Doubles! Reasons for Discrepancies between Webtrends and Google Analytics Visit Counts

Three reasons why Google Analytics sees more visits than Webtrends does

doubles

Google Analytics usually shows more visits than Webtrends does, for the same site, same time.

There are three reasons:

  1. If a visit starts before midnight and finishes after midnight, Google Analytics counts two visits.  Webtrends counts one visit.
  2. If a page view happens in the middle of a visit that has a different campaign (organic search, paid search, or any hit with utm_campaign= in it), Google Analytics counts two visits. In other words, if a visitor who has your site open in one tab, then uses a campaign or search link on another tab to come to the site separately, Google Analytics considers that second action the start of another visit.    The same thing happens if the visitor backs out of the site then returns via another search or campaign.  In all the above, Webtrends counts one visit.  (Note: these assume the visitor is moving around with no gaps of 30 minutes or more.)
  3. If you have WT or GA tags on two or more domains, Google Analytics will start a new visit when you cross domains.  The exception is when the sites are linked and the links have been specially coded to transfer a Google Analytics visitor ID.   Webtrends counts one visit.  The exceptions for Webtrends are Safari (and soon Firefox, and maybe eventually other browsers), or any situation where third party cookies are not accepted.

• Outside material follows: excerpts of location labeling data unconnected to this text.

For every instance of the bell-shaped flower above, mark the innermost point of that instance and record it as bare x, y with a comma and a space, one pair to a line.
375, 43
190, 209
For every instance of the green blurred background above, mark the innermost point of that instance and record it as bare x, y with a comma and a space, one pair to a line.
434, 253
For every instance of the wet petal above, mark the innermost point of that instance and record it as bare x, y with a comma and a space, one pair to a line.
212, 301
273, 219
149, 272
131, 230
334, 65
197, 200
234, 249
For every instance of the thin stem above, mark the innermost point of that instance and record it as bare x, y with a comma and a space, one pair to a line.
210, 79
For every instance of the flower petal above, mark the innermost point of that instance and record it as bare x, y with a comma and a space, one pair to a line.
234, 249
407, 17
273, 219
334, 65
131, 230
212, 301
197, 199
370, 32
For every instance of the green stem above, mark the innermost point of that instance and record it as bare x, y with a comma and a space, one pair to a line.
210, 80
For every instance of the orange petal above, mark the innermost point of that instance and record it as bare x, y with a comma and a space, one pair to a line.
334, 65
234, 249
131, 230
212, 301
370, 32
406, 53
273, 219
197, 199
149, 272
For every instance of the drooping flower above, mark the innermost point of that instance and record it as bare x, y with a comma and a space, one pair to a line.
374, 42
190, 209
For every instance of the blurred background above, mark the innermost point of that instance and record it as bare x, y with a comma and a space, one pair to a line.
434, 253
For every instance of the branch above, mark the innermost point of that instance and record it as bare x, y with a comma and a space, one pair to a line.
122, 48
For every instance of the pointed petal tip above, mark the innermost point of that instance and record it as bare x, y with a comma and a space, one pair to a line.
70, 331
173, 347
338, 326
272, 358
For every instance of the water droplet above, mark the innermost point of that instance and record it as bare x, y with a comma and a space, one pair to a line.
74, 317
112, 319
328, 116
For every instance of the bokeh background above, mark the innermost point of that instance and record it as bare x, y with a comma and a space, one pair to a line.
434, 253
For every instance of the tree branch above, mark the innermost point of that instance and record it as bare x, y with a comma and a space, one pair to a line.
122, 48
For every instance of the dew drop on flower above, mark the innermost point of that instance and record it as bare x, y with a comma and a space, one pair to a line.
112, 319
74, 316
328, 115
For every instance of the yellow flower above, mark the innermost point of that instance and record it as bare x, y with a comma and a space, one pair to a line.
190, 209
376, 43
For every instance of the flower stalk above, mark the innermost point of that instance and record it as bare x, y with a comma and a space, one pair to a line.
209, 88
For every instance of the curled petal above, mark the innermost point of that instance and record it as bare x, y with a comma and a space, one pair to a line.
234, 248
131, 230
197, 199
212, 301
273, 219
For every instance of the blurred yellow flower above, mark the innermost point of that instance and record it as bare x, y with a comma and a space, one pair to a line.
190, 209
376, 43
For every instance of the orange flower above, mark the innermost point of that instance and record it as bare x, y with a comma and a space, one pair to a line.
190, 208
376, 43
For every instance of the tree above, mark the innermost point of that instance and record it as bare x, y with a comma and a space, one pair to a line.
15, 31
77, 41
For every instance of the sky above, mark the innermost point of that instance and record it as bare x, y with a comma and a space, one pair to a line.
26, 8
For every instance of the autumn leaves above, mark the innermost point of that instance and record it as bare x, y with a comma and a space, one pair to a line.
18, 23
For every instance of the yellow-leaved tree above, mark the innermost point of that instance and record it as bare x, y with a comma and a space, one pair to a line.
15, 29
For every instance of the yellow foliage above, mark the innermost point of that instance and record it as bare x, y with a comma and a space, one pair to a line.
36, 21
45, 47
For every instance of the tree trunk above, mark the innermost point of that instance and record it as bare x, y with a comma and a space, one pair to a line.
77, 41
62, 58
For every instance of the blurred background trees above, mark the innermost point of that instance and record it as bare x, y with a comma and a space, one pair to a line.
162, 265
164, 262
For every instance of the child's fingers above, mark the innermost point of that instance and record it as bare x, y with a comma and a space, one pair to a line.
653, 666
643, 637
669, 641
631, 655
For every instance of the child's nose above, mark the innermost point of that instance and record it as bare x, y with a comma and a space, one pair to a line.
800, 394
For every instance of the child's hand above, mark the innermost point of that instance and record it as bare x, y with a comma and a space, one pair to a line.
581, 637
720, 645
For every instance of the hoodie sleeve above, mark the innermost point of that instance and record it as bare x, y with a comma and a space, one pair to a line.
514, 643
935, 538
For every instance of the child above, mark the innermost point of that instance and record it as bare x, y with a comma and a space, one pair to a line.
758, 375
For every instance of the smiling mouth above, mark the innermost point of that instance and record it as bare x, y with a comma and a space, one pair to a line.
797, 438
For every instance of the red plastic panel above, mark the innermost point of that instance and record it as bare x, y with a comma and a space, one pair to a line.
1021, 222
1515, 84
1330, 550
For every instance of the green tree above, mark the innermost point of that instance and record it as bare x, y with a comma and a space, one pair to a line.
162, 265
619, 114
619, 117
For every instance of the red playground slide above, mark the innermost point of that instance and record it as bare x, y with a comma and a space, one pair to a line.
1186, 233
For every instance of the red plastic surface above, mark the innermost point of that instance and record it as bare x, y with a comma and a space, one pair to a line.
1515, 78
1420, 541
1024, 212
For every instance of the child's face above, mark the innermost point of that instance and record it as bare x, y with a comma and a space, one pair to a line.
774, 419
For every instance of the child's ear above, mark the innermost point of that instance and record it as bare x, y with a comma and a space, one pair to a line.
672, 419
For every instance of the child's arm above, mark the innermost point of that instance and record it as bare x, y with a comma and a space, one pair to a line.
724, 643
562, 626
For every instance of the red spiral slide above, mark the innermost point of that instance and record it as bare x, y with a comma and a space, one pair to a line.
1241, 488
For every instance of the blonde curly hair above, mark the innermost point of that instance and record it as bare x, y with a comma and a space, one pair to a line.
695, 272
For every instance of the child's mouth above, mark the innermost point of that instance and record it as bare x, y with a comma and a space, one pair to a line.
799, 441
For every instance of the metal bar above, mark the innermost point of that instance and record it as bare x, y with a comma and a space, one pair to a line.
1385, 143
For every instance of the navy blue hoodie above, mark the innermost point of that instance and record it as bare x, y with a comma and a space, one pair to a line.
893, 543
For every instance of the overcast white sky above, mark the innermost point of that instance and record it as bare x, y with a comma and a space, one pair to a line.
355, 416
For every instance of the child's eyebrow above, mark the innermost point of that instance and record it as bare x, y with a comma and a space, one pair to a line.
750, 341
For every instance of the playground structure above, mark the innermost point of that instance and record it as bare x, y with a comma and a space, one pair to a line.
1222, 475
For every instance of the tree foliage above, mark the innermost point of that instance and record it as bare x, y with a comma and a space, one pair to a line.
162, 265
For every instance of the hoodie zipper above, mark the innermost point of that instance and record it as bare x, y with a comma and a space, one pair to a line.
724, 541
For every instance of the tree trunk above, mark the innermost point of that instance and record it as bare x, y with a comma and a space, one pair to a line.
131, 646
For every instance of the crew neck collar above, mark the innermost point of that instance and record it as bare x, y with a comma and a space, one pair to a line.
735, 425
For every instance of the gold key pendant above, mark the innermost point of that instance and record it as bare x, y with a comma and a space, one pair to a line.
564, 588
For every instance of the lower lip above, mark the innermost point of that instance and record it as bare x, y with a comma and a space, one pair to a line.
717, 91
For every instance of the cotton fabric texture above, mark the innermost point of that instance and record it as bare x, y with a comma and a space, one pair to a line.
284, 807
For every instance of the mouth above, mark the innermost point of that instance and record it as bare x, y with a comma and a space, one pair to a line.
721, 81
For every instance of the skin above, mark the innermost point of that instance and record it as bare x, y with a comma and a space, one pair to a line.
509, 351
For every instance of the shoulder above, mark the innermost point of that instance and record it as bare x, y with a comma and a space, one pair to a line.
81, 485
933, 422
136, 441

If you know of any extra wrinkles to this or other reasons for the higher visit count in Google Analytics, let us know!

Discrepancies between WebTrends and Google AdWords

To account for the inevitable disrepancies between reports by my main analytics program and Google AdWords (and the other sponsored searches), I’ve done a lot of research including hit-by-hit comparisons. Here is my current list of reasons for discrepancies.

Face it, they are never going to agree.   But that doesn’t mean the differences are random or stupid.

From time to time I compare my data and Google AdWords’ reports, day by day and keyword by keyword.  Sometimes I do it with log data.  I’ve gotta be sure I can have a clear conscience when I tell users that everybody’s doing the best they can.

From this work and things that others have talked about, I have tried to assemble a complete list of reasons for discrepancies. 

In all, I’ve seen differences in any month that range from -10% (WT lower) to +5% (WT higher).  Sometimes it’s spot-on, and it’s usually within 2% or so. 

Sometimes the discrepancies build up gradually, apparently involving long-term slow changes in visitor habits.  #1 below is an example.  Some are relatively sudden, due to changes by another site, by the PPC programs themselves, or by spiders and bots that come into existence and disappear quickly.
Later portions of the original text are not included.